Voici quelques mots que j’ai souhaité adresser aux citoyens et citoyennes de la Nièvre, au moment où s’engage le débat des élections législatives qui doit donner à la France une Assemblée nationale composée de femmes et d’hommes libres et soucieux de l’intérêt général.

Madame, monsieur,
Chers concitoyens de la Nièvre,
Je m’adresse à vous depuis Lormes, depuis le Morvan, depuis cette terre que je parcours sans cesse et que j’aime, parce qu’elle mérite qu’on lui donne le meilleur de soi-même.
L’élection présidentielle est derrière nous. Nous sommes le jour d’après.
Il appartient au président nouvellement élu de montrer très vite s’il entend les attentes très fortes de transformation, de justice dans notre pays, et leur diversité.
Pour lui, le plus dur commence.
Pour vous, le temps vient de choisir celle ou celui qui vous représentera à l’Assemblée nationale.
Pour moi, ce moment sera l’occasion d’un débat constructif, sans polémique stérile, mais en restant ferme sur les principes qui me guident.

 

Si je suis à nouveau devant vous, c’est parce que dans ces temps d’incertitude et de tempête, le cap ne varie pas.
J’avance dans la clarté des idées et, je l’espère, avec le courage des actes.
Je ne déserte pas. Je ne trahis pas mes engagements, je n’abandonne pas celles et ceux qui me font confiance.
Je suis devant vous pour agir, à un moment vital pour la Nièvre et pour la France.

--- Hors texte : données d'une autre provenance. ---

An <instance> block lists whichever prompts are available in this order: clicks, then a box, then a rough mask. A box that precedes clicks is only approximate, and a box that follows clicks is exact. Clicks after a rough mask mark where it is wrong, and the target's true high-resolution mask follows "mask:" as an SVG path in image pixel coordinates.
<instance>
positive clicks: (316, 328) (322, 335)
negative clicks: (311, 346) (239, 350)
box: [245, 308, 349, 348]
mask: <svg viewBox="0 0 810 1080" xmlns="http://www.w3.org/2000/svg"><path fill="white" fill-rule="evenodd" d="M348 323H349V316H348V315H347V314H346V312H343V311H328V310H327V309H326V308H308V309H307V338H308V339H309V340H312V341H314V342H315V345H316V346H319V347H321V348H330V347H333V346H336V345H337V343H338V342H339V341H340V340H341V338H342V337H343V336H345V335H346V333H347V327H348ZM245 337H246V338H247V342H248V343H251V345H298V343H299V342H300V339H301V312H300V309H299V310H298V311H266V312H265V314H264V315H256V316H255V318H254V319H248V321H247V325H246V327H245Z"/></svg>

Comment nous protéger sans renoncer à entrer dans un monde nouveau ?

 

Ce que je propose :
  • C’est qu’on n’abandonne pas la France au chômage de masse. Il faut soutenir ceux qui veulent vraiment travailler, innover, investir, embaucher.
  • C’est qu’on change d’Europe, pas qu’on la détruise. Qu’on élimine le dumping social qui organise la concurrence de tous contre tous.
  • C’est qu’on ne cède pas aux intérêts puissants quand ils se comportent en prédateurs de la planète.
Ce que je défends :
– c’est une vie décente pour tous les Nivernais.
Salaires, retraites, remboursement des soins, bourses des étudiants. Oui, le partage des richesses est resté en panne.
– Je défends une ruralité moderne :
Des solutions crédibles pour trouver un médecin près de chez soi. Tout n’a pas été essayé.
Une bonne formation, de l’école jusqu’au lycée. L’éducation doit rester le premier budget.
Des réseaux numériques pour l’internet à très haut débit, parce que ça change la vie.
Des filières d’élevage moins dépendantes des industriels qui les pressurent toute l’année.
Enfin, la possibilité pour les artisans de sortir du cauchemar du RSI.

 

Ce que je refuse :
D’abord, le mépris des biens communs, l’oubli de l’intérêt général.
Je n’aime pas les passages en force, parce que j’ai l’amour de la démocratie.
Notre Parlement doit protéger les citoyens, leurs droits, leur dignité, leurs retraites.
Ainsi, je n’accepterai pas, je le dis, des modifications du droit du travail par ordonnances.

 

Je sais dire non. Je l’ai montré. On me l’a parfois  reproché. Je m’en expliquerai. Je l’ai fait non pas pour empêcher, mais pour alerter. Quand j’ai senti que les choix qui étaient faits s’éloignaient de notre peuple.
La France doit maintenant se retrouver.
Je sais dire nous. Nous, car je préfère toujours l’action collective. Il n’y a de grand que ce que l’on construit ensemble, pour son village, son quartier ou pour la France.
Avec vous, je veux porter la fierté de la Nièvre, et que l’on cesse de la dénigrer.
Nous avons beaucoup agi ensemble, ces cinq dernières années :
  • les lycées, les maisons de santé, les maisons de retraites en portent la marque.
  • mais aussi l’autoroute A77 qui avance vers le sud, ou le plan Nièvre Très haut-débit.
  • des dizaines de communes s’engagent dans le programme des « Villages du futur ».
Alors, avec Stéphane Benedit, député suppléant, nous irons dès aujourd’hui vous rencontrer, pour un dialogue direct.
Nous mettrons aussi en place très bientôt un conseil citoyen, 21 femmes et hommes de notre département, volontaires tirés au sort. C’est une première. Ils travailleront avec moi, si je suis élu, pour préparer et évaluer les principaux projets de loi.
Aujourd’hui, nous vous disons notre engagement total, pour la Nièvre, pour la France, et pour vous d’abord.